According to Aviva Chomsky, a professor of history and coordinator of Latin American, Latino, and Caribbean studies at Salem State College, numerous criticisms surround the conduct of El Cerrejon mine. Local policies infringe on citizens rights, seen especially in the use of paramilitaries to terrorize residents. The mine’s expansionist agenda has also afflicted communities with extreme poverty. After being forced off their land for mine expansion purposes, residents of the resettled village of Tamaquito, have no access to electricity, running water, or educational resources. What used to be a productive society has become listless and isolated, surrounded by property bought by the owners of El Cerrejon, where residents are not allowed to plant crops or hunt.
The closing of Salem Harbor would be a battle won for students of SJSF, still waging war against the coal plant and its lethal effects in the community. The group is attempting to close down all of the filthy five coal plants in Massachusetts—a lofty goal for a student organization—through Massachusetts state legislation. Arlen Weiner, the Campus coordinator for Tufts SJSF chapter, voiced her support for student efforts.
“A lot of people just don’t think it’s possible, and a lot of people in the [environmental] movement understand that. But we’re at least trying to get the conversation going, put the topic on the table, make people more aware,” Weiner said. “At least for me, I feel that wouldn’t necessarily feel like we failed if the bills don’t get passed as long as people are talking about [the issue].”
As the new legislative session begins, SJSF will be bringing its environmentalist agenda to the Massachusetts state assembly. A previous bill drafted by SJSF members, titled An Act to Create a Repower Massachusetts Emergency Task Force, died in committee. Now, however, SJSF has two more bills waiting to be voted on: An Act to Eliminate Coal Burning and Use by 2015, and another, essentially the same but with a 2020 deadline.
The SJSF campaign includes technically illegal sleep-outs in Boston Common, an attempt to raise awareness and protest in favor of environmental legislation. The Trinity Lutheran church around the corner from the State House, however, has opened its doors to SJSF students who would rather avoid citations from police officers.

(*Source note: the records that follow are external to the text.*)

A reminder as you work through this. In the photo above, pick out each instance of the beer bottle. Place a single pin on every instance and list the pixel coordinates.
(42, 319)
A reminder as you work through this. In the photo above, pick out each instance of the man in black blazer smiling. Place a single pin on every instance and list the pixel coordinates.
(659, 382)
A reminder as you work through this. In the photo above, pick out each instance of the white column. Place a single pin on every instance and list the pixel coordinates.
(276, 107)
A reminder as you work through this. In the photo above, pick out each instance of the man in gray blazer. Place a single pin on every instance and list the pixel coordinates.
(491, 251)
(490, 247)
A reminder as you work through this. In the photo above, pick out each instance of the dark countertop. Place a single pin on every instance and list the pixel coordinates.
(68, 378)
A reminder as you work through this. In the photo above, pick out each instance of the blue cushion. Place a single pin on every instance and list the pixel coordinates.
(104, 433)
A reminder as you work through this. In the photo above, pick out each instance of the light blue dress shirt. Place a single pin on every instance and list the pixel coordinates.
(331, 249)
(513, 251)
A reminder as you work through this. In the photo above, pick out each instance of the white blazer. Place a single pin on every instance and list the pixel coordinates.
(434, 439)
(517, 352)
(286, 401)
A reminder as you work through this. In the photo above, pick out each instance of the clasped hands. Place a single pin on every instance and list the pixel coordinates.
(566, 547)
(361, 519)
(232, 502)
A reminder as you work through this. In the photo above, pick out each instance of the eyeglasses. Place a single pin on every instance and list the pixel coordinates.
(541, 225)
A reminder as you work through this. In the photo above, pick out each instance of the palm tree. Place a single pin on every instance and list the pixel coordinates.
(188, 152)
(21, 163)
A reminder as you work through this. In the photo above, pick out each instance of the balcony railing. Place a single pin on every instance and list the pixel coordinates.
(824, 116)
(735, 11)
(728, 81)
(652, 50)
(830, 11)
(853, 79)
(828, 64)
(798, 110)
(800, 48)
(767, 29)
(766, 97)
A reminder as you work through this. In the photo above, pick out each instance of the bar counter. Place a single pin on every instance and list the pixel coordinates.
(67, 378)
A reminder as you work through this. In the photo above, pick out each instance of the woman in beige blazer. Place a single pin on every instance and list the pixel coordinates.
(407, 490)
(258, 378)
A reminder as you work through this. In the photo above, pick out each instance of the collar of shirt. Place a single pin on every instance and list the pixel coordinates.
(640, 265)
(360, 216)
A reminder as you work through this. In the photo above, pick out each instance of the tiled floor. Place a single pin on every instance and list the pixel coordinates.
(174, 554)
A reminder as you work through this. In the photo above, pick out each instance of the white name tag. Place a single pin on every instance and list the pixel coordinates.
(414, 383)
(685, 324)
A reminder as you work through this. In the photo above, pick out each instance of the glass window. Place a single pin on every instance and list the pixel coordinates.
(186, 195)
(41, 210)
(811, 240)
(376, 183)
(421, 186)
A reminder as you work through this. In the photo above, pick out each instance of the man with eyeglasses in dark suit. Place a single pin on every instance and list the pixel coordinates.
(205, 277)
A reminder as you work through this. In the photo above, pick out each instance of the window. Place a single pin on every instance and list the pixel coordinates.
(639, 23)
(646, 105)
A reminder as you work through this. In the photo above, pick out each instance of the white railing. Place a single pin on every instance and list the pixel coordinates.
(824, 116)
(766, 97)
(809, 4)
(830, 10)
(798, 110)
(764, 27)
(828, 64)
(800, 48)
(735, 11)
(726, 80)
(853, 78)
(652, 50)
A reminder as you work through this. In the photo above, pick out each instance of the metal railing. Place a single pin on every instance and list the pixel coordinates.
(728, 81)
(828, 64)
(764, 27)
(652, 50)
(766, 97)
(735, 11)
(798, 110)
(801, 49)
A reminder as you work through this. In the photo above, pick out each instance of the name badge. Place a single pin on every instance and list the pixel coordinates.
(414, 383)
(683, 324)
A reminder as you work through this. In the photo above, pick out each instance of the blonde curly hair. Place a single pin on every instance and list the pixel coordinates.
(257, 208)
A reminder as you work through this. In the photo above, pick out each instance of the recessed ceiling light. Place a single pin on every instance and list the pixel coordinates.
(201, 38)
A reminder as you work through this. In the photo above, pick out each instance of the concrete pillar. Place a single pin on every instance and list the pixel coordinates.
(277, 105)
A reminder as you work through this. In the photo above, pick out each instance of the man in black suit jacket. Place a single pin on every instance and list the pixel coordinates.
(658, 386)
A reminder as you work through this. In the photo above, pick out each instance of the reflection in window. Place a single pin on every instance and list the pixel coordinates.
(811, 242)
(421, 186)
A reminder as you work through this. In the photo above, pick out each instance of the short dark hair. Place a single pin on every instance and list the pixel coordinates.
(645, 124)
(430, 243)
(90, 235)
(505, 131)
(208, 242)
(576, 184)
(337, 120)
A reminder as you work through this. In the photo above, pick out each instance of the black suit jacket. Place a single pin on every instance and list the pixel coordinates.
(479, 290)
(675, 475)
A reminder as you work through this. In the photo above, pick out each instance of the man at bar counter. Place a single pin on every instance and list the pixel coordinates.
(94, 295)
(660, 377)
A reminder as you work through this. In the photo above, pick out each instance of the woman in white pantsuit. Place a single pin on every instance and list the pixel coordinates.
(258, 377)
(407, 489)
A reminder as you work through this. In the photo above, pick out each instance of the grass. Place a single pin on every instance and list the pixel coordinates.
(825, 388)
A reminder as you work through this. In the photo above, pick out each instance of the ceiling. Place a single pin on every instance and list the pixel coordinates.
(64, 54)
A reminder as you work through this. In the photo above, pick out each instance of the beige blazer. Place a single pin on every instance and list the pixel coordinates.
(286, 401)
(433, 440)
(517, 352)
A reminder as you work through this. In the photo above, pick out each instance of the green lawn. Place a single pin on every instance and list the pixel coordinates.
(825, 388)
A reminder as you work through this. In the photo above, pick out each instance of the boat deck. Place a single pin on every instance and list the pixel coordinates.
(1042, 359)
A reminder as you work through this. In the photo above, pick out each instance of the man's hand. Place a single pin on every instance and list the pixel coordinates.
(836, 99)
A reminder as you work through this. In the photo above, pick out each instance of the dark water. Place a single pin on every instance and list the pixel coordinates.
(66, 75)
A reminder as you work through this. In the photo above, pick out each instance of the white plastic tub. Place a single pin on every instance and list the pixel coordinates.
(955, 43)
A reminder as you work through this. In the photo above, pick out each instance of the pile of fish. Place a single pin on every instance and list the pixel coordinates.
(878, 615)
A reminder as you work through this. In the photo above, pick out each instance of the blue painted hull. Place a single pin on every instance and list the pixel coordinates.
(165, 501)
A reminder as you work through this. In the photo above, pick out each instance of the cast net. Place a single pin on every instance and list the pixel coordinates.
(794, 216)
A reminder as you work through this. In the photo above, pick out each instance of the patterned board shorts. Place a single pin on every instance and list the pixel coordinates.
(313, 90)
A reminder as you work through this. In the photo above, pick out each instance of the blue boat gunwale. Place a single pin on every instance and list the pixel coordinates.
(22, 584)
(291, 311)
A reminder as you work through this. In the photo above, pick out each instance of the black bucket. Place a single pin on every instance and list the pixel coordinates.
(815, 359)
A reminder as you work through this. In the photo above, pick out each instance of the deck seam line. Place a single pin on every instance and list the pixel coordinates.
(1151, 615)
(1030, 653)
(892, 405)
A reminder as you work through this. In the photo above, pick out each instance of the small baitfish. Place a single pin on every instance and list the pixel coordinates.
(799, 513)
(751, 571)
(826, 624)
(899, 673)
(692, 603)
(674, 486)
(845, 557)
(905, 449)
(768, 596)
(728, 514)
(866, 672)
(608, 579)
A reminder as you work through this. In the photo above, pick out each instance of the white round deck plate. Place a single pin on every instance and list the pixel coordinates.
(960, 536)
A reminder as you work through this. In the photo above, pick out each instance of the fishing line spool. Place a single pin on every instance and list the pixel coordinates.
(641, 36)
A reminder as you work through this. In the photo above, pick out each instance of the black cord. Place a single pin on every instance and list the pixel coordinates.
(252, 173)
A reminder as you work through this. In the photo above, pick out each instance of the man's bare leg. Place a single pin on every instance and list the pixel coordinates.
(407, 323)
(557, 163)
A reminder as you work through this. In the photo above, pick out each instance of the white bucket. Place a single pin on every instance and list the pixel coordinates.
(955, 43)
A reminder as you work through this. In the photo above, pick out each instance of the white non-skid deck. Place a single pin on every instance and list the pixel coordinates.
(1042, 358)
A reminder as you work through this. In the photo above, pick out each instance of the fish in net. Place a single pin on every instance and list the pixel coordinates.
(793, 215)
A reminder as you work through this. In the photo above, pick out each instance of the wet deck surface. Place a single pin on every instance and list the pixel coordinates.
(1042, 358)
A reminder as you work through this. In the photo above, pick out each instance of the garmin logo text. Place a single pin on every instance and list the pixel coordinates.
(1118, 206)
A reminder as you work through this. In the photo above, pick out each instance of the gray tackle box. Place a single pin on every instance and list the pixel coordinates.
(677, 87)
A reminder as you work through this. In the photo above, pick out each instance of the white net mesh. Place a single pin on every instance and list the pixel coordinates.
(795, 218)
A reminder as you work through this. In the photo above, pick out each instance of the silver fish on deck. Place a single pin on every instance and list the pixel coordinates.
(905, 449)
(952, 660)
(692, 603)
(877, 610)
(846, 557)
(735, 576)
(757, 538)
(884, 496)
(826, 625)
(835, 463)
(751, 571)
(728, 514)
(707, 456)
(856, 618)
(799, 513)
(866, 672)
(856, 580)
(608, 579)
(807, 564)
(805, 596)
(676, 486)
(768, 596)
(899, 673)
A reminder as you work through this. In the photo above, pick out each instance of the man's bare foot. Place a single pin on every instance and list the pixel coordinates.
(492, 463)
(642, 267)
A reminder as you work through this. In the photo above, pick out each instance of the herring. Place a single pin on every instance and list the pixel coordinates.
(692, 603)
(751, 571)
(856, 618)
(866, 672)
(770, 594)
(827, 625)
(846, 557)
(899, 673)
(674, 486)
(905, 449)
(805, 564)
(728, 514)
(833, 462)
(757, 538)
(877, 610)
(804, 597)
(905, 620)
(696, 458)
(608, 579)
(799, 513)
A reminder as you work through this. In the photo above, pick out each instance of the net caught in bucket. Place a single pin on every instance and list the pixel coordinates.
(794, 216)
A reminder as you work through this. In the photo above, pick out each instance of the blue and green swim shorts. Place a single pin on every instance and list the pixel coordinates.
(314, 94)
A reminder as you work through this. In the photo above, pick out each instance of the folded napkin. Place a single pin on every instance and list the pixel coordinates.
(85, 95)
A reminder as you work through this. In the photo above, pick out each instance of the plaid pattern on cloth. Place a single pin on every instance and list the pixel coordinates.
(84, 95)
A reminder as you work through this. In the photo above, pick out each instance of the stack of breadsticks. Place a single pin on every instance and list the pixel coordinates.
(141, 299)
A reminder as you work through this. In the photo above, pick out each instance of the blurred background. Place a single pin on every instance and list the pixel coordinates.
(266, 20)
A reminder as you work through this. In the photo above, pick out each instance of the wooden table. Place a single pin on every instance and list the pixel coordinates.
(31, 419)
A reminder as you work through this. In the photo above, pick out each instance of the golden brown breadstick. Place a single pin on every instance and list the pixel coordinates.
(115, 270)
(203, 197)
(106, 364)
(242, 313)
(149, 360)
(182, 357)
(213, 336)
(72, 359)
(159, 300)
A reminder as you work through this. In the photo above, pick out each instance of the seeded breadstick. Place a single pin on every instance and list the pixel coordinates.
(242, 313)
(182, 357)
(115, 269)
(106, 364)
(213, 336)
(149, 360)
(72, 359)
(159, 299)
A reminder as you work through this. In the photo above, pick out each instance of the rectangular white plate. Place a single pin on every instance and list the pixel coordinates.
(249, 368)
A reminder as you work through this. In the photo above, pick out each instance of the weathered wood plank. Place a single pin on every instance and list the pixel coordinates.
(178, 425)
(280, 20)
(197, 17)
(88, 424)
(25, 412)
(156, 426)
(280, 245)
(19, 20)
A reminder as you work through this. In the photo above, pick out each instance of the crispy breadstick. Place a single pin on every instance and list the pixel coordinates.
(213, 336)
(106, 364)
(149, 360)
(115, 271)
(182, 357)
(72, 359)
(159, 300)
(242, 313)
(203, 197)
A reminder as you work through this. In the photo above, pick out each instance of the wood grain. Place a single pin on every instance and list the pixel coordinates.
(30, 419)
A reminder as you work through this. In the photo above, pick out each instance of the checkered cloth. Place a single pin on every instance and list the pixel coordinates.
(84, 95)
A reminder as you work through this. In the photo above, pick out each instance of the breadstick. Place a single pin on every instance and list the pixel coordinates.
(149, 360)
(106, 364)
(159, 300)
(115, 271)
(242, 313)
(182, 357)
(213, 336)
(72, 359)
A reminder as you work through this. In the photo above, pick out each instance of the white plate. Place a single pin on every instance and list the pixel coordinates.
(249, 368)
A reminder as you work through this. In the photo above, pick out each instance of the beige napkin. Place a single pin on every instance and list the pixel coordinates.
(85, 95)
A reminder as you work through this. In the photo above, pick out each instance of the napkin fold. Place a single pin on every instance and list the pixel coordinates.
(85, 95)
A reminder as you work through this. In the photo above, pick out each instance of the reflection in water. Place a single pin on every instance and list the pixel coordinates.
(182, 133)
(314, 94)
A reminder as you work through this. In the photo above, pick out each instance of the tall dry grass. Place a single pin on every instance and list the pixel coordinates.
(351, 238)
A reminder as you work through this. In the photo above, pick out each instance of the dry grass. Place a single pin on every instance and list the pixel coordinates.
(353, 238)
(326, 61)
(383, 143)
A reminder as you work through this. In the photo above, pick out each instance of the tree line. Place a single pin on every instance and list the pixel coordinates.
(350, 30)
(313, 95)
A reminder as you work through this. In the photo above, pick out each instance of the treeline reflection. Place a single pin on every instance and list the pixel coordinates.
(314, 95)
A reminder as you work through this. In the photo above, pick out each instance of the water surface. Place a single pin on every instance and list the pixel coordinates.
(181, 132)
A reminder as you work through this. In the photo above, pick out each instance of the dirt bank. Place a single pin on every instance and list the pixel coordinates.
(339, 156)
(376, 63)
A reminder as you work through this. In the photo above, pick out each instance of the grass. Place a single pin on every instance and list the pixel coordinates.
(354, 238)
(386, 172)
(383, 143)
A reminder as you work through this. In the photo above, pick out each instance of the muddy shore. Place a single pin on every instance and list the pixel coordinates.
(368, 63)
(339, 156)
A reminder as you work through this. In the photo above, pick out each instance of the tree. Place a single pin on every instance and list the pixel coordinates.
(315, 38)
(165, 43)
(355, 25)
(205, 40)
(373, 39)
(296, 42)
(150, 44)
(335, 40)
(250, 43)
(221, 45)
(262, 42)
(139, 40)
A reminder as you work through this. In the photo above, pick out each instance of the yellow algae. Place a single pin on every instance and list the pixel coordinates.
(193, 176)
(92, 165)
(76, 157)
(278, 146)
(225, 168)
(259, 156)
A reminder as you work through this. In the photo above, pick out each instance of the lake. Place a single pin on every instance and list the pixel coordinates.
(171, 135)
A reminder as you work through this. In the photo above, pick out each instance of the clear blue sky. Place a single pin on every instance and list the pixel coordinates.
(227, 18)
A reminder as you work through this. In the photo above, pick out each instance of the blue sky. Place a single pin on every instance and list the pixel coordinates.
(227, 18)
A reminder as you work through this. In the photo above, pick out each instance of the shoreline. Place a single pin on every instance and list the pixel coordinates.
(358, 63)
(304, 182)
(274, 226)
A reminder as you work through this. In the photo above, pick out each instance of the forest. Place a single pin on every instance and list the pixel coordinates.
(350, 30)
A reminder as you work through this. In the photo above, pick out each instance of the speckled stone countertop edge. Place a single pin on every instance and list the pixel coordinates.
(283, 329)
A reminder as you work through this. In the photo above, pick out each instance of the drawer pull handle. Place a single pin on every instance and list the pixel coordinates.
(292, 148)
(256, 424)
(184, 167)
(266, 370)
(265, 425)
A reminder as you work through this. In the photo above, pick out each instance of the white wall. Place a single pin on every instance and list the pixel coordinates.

“People who aren’t comfortable with sleeping outside because the police will come around and give citations, can sleep in the church,” Weiner explained. “I don’t think [our activism] scares people off.”
Four protests to raise awareness about the adverse effects of coal are set to take place this spring in Boston, in addition to one in Washington, DC. All of the protests are set to culminate on Earth Day. SJSF members will be afforded training for lobbying, climate science, and coordination of the march on coal. More collaboration with national environmental action groups is expected in the spring.